This century’s gold rush?

When California voters overwhelmingly approved Proposition 71, which provides $300 million per year over the next decade for embryonic stem cell research, they couldn’t have known all that they were doing. As usual with moral minefields, the proposal’s advocates promised something for nothing. Their hope that presently unseen cures might result from embryonic stem research became a promise. Their intention that California’s economy would flourish with new investment and discovery was compared with days when miners found gold nuggets on the ground. That was at least the picture painted when Lt. Gov. Cruz Bustamante called embryonic stem cell research “this century’s gold rush.”


Really? Three billion is a lot of money to recoup in the fruit of the hitherto unprofitable destruction of human life. That’s what it is, you know. A fertilized human egg, plus time, plus nurture equals you or me. If the embryo is not both human and alive, no one even imagines a benefit from pulling it apart. Let’s take Mr. Bustamante’s example apart instead.


America’s first gold rush took place in Georgia in the 1820s. At that time settlers of European descent and the Indian tribes there lived peaceably together. When gold was discovered in Cherokee County, that changed. Greedy newcomers who wanted the gold found the occupancy of the land’s legal owners inconvenient. The eventual solution to this problem was to march Georgia’s Cherokees across the South to modern-day Oklahoma. The Indians called the route “Trail of Tears” partly because about 4,000 people died as a result of this removal.


Our nation’s second gold rush was more lucrative, to some. When gold was discovered in California, a call went round the world in the late 1840s. People came from China, Mexico, Europe, and from North America’s east to search for gold and to start businesses of use to the newcomers. As more people came, gold was harder to find. “Foreigners” became inconvenient and the cry became “t1:State>California for the Americans.” As this implies, European, Mexican, and Chinese miners and businessmen were run out, sometimes violently. Again, “gold rush” meant one thing to the powerful and another to the relatively powerless.

It’s a little ironic that California’s first Hispanic lieutenant governor would sanguinely use a term that held more threat than promise to his own forebears. How easily he forgets the misery a majority may inflict on those less powerful or numerous than themselves. Is any human life less powerful than the unborn in our society?


Mr. Bustamante is not alone in his enthusiasm. Politicians in other states are rushing to compete for a supposed growth industry. Governors in Wisconsin and New Jersey are also working to apply state money to embryonic stem cell research. Our own Sen. Kay Bailey Hutchison has expressed the fear that Texas will not get in on the bonanza. Presumably, Mrs. Hutchison would favor applying Texas state funds to this research in the event she runs for, and is elected, governor one day. Some have also guessed that researchers will abandon Texas if public money and new stem cell lines are not readily available for embryonic stem cell research. All this activity on the part of state leaders is focused on embryonic stems cells because this is the type of stem cell research the federal government will not fund. This is the place where the competition between states ensues.

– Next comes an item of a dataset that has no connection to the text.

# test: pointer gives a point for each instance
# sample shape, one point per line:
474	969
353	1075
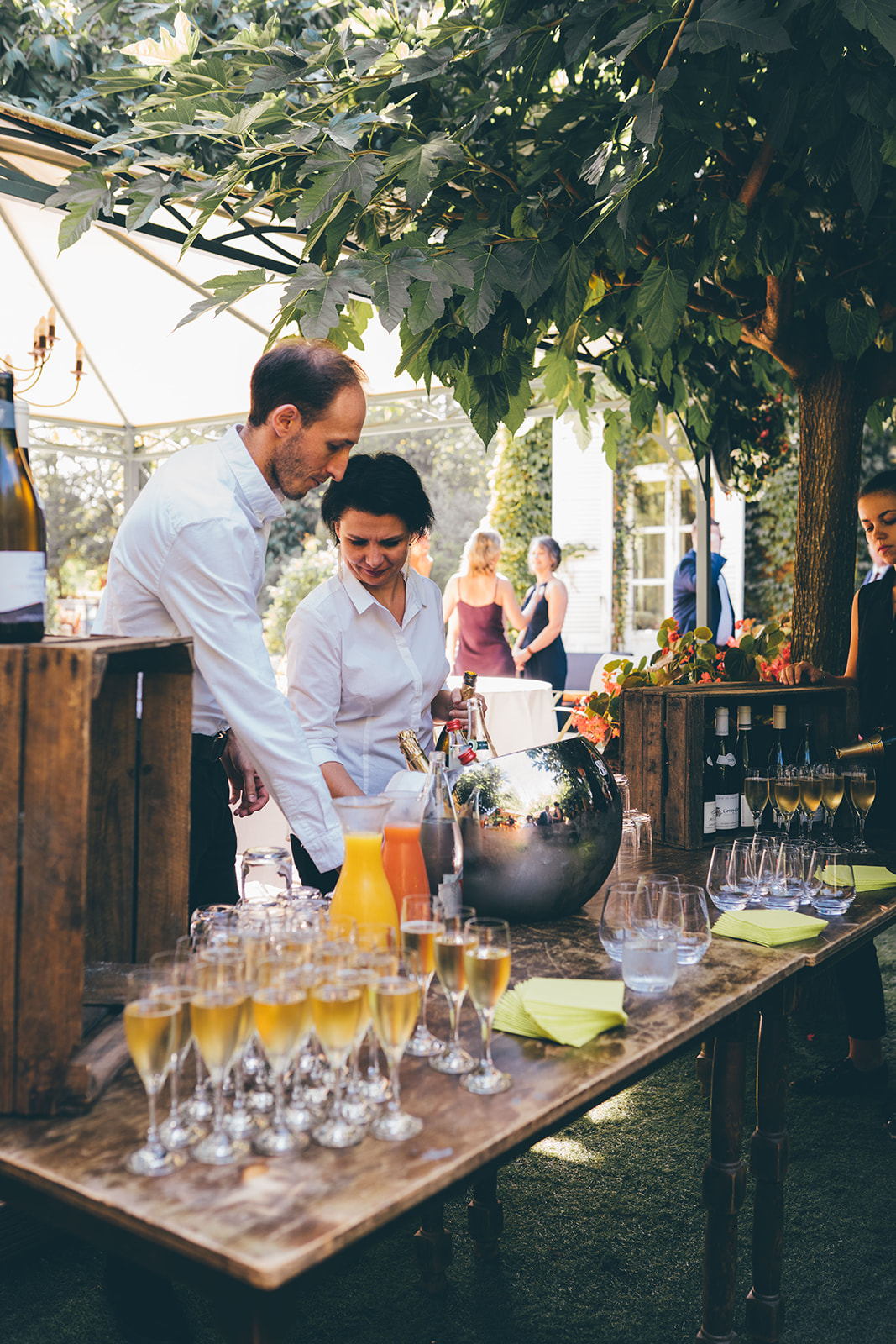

Maybe this is all true. There was gold in them hills, after all. Perhaps the destruction of human embryos will result in extended lives for some of the rest of us. Perhaps states that invest will get both a financial windfall and an influx of the nation’s best scientists. Do these things change the right and wrong of the whole matter?


To how many moral issues could we apply this same utilitarian thinking? Slavery benefited (for a time) some state and personal fortunes. Vivisection could have some imagined benefits to research and teaching. Clear-cutting our great forests could drive down the price of housing and make some people and states rich ? for a while. These ideas each present myriad moral objections and practical problems for every imagined benefit. Can we beat the law of unintended consequences this time, for the first time?


Frankly folks, this is why politicians; lieutenant governors, governors, and governors-in-waiting, need oversight by their constituents. They evidently are not temperamentally equipped to learn from past results or present morality.


A second moral shortcut involves cloning human embryos for the purpose of harvesting useful stem cells. Advocates are quick to point out that they do not favor reproductive cloning, which, if successful, would produce a genetic duplicate of an existing mature person. They favor therapeutic cloning only, which produces an embryo that is the genetic duplicate of an existing mature person for the purpose of pulling it to pieces for research.